Al-Wifāq (الوفاق) was a Moroccan Jewish nationalist organization promoting coexistence between Jewish and Muslim communities in Morocco.

It was created January 1956, shortly before the end of the French protectorate, by members of Istiqlal Party and the Democratic Independence Party to foster nationalist sentiment among Moroccan Jews and to discourage them from emigrating to Israel. It was announced in the chamber of commerce of Casablanca, a center of Jewish activity, and soon opened chapters in other cities including Rabat, Meknes, Fes, and Asfi.

Part of its program was social, in the service of Jewish-Muslim coexistence and familiarizing Muslims with Jewish culture: galas attended by Jews and Muslims, broadcasting Jewish songs nationally on Moroccan Radio and Television, adding Hebrew to the language offerings at the Arabic Department of the university in Rabat, and hosting public lectures about Jewish history and culture throughout Morocco. Part of its program was also working to prepare the country's Jewish population for "the responsibilities of citizenship in independent Morocco," especially promoting literacy in Arabic among Jews.

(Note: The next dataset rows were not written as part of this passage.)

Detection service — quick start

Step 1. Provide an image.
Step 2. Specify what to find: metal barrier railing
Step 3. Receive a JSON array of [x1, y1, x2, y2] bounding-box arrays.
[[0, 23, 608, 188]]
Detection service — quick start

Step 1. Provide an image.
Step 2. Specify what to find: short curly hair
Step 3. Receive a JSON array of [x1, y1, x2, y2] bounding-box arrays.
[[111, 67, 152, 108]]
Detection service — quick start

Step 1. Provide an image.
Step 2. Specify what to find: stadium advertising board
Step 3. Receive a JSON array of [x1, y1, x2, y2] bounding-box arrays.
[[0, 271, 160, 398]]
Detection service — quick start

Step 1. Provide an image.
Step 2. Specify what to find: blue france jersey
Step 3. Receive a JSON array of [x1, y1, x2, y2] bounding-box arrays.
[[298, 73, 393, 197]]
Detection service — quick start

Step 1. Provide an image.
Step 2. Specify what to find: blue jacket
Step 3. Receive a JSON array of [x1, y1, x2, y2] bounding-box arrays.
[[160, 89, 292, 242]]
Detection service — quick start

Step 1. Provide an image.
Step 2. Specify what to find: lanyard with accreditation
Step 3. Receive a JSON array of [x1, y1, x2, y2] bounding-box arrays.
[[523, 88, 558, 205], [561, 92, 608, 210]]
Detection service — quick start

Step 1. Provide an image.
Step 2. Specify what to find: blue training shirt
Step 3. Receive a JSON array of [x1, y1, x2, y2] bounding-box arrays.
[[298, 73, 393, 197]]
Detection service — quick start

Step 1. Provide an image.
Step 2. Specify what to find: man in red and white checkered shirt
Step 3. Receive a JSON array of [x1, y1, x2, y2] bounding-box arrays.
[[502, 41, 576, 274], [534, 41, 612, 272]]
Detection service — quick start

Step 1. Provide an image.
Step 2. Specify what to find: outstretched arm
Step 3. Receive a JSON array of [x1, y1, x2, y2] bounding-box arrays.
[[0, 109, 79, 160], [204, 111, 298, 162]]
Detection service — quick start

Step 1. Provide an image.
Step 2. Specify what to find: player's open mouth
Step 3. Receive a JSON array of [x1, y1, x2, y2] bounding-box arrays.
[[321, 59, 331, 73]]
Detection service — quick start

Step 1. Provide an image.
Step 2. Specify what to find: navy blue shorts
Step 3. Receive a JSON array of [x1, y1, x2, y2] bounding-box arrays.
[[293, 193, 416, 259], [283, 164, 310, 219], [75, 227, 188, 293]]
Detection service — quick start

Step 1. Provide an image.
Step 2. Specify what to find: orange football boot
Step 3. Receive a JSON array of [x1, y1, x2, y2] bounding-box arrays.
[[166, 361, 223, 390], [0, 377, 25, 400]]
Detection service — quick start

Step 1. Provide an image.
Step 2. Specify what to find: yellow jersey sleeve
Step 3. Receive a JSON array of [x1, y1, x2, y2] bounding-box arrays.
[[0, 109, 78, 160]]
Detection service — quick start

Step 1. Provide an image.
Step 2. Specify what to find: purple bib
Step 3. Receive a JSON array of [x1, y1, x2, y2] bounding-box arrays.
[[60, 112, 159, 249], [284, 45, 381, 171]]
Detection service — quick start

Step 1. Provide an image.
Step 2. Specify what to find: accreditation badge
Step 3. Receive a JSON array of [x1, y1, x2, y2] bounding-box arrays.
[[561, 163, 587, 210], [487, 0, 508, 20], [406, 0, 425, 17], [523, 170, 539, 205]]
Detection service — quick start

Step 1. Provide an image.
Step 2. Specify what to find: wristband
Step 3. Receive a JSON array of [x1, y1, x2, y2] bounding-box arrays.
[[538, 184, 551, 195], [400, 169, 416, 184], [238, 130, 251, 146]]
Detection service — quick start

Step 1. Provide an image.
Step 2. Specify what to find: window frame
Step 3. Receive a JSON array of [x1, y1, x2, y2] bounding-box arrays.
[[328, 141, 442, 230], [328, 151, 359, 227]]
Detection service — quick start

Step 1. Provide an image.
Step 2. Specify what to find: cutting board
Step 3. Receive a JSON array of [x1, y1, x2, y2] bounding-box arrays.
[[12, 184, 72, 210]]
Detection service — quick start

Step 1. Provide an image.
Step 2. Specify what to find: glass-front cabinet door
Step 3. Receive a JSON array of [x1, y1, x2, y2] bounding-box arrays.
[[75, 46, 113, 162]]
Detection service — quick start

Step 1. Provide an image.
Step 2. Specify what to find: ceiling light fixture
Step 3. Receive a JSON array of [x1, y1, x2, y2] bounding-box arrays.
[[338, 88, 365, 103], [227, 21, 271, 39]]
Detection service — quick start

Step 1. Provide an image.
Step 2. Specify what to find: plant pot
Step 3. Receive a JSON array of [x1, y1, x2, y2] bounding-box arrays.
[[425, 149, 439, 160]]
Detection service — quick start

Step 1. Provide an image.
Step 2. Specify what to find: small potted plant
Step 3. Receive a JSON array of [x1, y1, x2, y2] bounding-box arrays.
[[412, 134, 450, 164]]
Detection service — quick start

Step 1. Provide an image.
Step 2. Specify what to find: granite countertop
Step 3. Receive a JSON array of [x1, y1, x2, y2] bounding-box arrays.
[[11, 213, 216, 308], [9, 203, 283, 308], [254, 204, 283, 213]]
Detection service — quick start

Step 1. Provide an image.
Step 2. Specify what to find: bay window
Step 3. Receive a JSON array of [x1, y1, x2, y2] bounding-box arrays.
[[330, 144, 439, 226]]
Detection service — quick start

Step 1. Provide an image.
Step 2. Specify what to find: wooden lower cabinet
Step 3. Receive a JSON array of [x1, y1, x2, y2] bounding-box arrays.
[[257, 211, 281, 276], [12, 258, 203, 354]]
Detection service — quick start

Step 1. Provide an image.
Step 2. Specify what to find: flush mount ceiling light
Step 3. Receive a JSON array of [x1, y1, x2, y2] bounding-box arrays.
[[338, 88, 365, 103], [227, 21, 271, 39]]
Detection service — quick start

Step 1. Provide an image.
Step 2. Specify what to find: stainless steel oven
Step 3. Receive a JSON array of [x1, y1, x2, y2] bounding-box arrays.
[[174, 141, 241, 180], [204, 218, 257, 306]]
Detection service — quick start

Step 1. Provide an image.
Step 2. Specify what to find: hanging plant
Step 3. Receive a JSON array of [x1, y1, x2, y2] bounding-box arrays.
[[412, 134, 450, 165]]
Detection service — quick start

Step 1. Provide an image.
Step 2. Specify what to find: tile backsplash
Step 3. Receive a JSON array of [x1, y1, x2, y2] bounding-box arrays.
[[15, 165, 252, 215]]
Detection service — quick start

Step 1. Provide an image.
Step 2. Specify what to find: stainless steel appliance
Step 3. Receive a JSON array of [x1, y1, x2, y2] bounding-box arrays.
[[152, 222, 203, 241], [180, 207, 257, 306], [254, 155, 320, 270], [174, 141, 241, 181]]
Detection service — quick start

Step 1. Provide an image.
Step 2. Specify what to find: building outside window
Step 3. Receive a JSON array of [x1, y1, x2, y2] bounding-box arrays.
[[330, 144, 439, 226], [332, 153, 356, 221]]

These efforts had only limited success. For example, La Voix des communautés (“the Voice of the Communities”), a monthly Jewish periodical, was published with an Arabic supplement, but just once. Jews wrote for some Moroccan nationalist publications in Arabic, but no Muslims were published in any Jewish publications.

Marc Sabbah, close to the Istiqlal leader Mehdi Ben Barka, was among the Jewish leaders of al-Wifāq. Others included Joe Ohana and Albert Aflalo.